Unified paradigm for interface dynamics

In this paper we develop a common theoretical framework for the dynamics of thin featureless interfaces. We explicitly demonstrate that the same phase field and velocity dependent one-scale models characterizing the dynamics of relativistic domain walls, in a cosmological context, can also successfully describe, in a friction dominated regime, the dynamics of nonrelativistic interfaces in a wide variety of material systems. We further show that a statistical version of the von Neumann’s law applies in the case of scaling relativistic interface networks, implying that, although relativistic and nonrelativistic interfaces have very different dynamics, a single simulation snapshot is not able to clearly distinguish the two regimes.
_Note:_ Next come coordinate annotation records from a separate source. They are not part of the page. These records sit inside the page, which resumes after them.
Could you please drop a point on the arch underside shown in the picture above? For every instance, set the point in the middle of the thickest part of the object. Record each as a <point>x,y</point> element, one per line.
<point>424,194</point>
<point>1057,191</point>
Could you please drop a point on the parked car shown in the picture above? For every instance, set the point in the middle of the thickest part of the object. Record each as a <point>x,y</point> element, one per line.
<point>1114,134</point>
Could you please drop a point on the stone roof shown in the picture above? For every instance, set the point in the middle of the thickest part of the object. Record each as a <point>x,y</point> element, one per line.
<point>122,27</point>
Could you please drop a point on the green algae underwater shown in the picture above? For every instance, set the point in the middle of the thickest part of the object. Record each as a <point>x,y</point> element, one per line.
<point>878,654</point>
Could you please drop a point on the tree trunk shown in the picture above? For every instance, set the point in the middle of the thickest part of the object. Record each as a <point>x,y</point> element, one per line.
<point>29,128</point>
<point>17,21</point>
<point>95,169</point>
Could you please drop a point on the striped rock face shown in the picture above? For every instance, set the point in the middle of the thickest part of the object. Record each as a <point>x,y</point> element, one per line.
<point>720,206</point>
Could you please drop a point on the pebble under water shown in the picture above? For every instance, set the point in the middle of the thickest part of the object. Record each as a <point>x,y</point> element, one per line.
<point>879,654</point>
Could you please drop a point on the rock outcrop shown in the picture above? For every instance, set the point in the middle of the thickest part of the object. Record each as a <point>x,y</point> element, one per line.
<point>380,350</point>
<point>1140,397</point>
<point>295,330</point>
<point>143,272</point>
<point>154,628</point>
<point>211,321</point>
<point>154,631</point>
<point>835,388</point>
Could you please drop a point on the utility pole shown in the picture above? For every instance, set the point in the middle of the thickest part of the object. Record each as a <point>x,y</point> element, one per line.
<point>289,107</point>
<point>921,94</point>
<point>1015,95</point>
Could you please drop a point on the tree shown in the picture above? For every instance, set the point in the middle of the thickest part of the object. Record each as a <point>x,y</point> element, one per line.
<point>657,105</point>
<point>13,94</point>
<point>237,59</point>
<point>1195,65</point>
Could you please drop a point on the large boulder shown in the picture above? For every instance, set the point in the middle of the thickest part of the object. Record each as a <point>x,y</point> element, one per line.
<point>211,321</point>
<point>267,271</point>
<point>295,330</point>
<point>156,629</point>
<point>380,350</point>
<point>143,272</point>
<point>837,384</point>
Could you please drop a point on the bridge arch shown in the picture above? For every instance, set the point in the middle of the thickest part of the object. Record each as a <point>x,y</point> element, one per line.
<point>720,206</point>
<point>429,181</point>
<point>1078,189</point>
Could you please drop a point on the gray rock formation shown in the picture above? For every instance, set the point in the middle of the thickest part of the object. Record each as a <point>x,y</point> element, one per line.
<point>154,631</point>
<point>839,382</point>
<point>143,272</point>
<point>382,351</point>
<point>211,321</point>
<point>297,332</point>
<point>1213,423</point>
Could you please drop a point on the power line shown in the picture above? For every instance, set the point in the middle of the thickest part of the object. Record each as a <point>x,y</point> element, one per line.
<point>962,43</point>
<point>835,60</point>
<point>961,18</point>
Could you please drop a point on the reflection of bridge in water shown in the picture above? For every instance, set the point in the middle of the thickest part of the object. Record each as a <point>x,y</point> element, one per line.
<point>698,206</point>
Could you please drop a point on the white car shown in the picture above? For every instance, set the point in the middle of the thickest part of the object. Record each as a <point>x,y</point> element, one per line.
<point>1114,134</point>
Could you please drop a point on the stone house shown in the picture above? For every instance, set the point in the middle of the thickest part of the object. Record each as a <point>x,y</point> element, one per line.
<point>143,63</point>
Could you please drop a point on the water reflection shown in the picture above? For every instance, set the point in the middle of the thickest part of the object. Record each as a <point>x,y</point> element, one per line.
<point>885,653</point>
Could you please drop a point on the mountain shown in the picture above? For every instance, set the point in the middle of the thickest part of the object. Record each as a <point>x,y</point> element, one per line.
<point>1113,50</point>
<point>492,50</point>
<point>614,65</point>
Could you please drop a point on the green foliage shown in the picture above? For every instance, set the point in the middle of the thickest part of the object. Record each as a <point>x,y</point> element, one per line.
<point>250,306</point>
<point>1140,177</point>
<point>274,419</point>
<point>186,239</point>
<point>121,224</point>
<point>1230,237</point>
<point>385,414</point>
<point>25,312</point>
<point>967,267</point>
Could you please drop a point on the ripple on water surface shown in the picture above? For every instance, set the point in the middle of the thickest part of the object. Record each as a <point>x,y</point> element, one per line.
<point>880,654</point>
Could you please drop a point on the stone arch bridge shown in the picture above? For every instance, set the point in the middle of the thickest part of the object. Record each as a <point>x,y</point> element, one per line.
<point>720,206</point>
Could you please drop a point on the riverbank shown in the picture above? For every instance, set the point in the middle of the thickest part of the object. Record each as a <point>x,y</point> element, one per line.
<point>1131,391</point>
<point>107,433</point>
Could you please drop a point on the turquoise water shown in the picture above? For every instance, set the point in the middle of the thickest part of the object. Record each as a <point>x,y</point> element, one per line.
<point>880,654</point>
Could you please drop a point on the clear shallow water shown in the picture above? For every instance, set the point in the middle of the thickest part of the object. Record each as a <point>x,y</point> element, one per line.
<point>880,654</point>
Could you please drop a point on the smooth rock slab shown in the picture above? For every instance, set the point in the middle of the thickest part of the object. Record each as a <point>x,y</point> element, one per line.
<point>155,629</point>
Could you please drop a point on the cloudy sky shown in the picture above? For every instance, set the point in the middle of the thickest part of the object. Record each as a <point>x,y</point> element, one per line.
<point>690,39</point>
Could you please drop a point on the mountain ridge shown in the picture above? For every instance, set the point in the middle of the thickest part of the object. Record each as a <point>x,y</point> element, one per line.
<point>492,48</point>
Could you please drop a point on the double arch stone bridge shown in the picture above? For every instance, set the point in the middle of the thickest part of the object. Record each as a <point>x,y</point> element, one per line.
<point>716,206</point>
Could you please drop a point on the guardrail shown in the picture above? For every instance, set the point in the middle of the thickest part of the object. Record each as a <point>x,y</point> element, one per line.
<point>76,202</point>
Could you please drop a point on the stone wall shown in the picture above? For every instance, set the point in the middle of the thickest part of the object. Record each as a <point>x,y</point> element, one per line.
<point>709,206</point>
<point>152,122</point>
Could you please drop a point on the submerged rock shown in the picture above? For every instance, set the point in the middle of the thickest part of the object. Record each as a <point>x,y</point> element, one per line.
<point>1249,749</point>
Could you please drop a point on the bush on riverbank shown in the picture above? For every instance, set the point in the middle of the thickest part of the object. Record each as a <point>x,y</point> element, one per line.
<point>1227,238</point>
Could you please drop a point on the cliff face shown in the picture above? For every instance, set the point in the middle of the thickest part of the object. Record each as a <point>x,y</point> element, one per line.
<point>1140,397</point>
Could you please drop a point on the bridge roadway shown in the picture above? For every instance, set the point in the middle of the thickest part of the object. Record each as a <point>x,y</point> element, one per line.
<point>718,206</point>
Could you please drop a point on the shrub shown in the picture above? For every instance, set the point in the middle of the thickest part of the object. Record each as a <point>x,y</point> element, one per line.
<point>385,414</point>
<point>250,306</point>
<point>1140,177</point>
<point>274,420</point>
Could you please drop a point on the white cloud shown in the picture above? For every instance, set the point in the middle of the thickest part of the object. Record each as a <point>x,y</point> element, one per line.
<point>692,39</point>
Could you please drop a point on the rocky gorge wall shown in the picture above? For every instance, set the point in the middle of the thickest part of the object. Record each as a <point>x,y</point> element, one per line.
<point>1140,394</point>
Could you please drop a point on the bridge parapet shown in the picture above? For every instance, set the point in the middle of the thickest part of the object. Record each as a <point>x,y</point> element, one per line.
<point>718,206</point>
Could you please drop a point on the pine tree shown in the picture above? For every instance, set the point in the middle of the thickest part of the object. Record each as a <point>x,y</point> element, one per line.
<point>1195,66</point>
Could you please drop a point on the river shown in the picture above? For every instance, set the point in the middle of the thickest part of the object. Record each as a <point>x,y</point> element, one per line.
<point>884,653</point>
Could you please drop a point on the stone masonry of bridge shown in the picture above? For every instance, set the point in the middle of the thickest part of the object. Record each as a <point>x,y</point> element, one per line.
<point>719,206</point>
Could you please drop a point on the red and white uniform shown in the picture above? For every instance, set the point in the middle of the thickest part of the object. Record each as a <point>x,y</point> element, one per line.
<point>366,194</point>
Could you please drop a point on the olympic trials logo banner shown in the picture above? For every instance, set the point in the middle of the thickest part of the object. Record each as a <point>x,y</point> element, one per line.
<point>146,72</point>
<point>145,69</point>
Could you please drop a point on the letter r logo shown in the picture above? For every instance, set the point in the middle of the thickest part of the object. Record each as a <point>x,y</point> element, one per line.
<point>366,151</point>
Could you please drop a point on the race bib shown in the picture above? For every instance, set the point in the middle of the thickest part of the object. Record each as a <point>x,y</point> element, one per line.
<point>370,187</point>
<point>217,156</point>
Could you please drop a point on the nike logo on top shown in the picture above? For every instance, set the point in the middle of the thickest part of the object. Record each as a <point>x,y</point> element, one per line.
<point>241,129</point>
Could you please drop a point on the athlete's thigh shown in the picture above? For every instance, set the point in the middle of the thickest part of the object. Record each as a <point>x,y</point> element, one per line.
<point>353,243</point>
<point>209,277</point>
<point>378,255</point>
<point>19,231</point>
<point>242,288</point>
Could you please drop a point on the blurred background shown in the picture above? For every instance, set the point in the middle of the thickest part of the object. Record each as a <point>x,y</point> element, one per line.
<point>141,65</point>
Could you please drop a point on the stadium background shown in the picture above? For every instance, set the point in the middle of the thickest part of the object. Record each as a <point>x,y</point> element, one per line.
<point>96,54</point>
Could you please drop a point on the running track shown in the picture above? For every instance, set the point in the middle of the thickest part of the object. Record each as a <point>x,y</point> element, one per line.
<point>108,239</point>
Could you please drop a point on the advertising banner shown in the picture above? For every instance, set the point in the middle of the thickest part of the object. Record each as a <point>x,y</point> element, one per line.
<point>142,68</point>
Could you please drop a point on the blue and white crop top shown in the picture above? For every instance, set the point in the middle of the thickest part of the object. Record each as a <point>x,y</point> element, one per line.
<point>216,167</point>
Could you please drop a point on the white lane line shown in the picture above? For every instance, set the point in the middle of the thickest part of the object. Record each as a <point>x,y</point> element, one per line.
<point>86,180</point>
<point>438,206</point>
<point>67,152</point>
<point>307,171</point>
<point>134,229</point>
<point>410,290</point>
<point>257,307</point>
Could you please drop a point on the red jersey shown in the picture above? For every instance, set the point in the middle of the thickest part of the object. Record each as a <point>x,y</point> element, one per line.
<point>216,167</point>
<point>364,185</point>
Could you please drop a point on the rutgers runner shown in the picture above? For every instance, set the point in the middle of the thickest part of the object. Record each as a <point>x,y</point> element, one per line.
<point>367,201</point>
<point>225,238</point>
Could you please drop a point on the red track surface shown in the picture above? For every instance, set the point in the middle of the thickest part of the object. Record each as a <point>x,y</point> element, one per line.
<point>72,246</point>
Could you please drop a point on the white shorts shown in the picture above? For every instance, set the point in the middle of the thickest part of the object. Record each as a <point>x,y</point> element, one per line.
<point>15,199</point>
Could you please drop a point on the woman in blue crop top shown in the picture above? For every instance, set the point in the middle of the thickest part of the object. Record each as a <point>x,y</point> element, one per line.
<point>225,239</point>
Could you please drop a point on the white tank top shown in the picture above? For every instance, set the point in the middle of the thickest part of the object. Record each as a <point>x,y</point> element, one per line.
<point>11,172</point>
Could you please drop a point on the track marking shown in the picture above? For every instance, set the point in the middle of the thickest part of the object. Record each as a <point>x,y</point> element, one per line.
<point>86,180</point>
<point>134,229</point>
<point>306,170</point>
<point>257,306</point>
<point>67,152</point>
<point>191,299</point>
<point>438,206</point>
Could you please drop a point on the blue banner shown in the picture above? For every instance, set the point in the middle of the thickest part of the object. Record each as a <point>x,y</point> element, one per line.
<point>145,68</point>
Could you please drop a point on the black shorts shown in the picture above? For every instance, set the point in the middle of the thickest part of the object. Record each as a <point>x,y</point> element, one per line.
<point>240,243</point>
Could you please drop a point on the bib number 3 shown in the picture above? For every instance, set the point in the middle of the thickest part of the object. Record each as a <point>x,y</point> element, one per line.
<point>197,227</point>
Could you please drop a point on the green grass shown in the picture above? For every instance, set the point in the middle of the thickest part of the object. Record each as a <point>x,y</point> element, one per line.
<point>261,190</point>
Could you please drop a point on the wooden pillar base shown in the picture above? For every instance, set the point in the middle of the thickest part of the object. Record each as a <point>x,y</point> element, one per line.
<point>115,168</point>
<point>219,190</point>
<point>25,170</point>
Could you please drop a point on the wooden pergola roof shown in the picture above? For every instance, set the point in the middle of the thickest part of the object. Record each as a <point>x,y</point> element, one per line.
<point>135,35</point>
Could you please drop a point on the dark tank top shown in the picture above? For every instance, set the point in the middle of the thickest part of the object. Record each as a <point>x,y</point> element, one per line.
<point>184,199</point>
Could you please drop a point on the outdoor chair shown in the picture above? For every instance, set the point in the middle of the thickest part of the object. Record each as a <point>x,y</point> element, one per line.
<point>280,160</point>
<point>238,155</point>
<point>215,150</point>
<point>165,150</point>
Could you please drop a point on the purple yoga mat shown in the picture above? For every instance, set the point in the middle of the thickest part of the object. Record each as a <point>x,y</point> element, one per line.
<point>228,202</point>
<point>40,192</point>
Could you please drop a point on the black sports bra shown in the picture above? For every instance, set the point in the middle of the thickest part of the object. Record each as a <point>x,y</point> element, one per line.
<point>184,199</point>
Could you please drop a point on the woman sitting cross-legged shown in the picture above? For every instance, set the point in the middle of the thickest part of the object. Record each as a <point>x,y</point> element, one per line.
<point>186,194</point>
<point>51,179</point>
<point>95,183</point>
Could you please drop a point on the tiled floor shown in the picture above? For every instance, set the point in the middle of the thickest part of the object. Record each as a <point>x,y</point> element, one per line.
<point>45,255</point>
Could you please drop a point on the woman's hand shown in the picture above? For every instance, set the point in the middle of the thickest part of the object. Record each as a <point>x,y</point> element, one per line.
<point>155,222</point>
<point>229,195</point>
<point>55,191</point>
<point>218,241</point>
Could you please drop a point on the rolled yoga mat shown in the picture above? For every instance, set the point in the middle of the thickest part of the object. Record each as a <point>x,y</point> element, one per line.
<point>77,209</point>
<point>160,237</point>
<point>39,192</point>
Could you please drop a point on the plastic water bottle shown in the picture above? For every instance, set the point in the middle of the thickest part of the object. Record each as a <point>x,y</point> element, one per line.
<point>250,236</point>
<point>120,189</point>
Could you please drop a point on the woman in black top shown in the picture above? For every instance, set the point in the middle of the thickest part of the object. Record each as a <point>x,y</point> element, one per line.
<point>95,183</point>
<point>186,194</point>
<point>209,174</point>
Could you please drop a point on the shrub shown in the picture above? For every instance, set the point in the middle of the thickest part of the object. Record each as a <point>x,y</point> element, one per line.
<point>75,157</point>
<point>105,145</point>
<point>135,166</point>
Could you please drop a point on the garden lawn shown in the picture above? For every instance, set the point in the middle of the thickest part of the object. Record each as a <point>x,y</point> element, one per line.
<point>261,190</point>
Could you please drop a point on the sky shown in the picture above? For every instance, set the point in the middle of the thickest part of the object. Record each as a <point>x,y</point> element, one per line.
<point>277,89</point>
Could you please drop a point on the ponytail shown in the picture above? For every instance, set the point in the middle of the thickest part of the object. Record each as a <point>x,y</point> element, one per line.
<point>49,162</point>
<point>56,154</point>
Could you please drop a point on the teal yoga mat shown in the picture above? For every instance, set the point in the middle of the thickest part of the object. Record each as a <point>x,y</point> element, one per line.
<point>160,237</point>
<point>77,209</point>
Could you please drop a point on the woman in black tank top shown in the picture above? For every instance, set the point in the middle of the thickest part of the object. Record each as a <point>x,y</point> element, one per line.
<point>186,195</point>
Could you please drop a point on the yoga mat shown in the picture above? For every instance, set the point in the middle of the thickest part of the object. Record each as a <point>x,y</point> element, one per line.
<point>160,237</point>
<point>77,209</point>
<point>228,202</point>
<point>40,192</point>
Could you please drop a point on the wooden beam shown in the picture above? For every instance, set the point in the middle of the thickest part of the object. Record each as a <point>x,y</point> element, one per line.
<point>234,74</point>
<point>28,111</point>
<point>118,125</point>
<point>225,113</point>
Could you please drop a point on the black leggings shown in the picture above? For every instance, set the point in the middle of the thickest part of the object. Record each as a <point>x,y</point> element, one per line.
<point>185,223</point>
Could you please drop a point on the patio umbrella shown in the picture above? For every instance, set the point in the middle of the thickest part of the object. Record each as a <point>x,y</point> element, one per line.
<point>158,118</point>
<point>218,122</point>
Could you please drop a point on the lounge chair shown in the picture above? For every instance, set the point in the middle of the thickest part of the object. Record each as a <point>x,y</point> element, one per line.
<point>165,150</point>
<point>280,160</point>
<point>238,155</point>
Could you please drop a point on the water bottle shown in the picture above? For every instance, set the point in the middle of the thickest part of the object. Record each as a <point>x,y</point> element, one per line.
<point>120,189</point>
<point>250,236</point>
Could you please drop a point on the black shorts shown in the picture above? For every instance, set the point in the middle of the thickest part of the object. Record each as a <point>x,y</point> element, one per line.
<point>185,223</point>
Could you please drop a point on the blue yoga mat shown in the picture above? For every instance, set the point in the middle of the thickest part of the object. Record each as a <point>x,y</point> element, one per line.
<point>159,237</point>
We highlight that crucial information is contained in the probability distribution function for the number of edges of domains bounded by the interface network and explain why laboratory tests with nonrelativistic interfaces can be used to rule out cosmological domain walls as a significant dark energy source.

Figure 1

Two ${256}^2$ simulation snapshots, with similar characteristic lengths, taken from ${1024}^2$ relativistic (left) and nonrelativistic (right) two-dimensional interface simulations of the ideal class of models with $N_{\varphi }=10$, with identical initial conditions. Different colors represent different minima.

Figure 2

The blue (light gray) stripe represents the interval $f_n\pm s_n$, where $f_n$ is the fraction of the number of domains with $n$ edges for either relativistic (upper panel) or nonrelativistic (lower panel) regimes and $s_n^2$ is the sample variance calculated using ten snapshots with $1024$ domains each, taken from ${1024}^2$ numerical simulations of the ideal class of models with $N_{\varphi }=10$. The red dots represent the value of $f_n$ in the nonrelativistic (upper panel) or relativistic cases (lower panel) for comparison.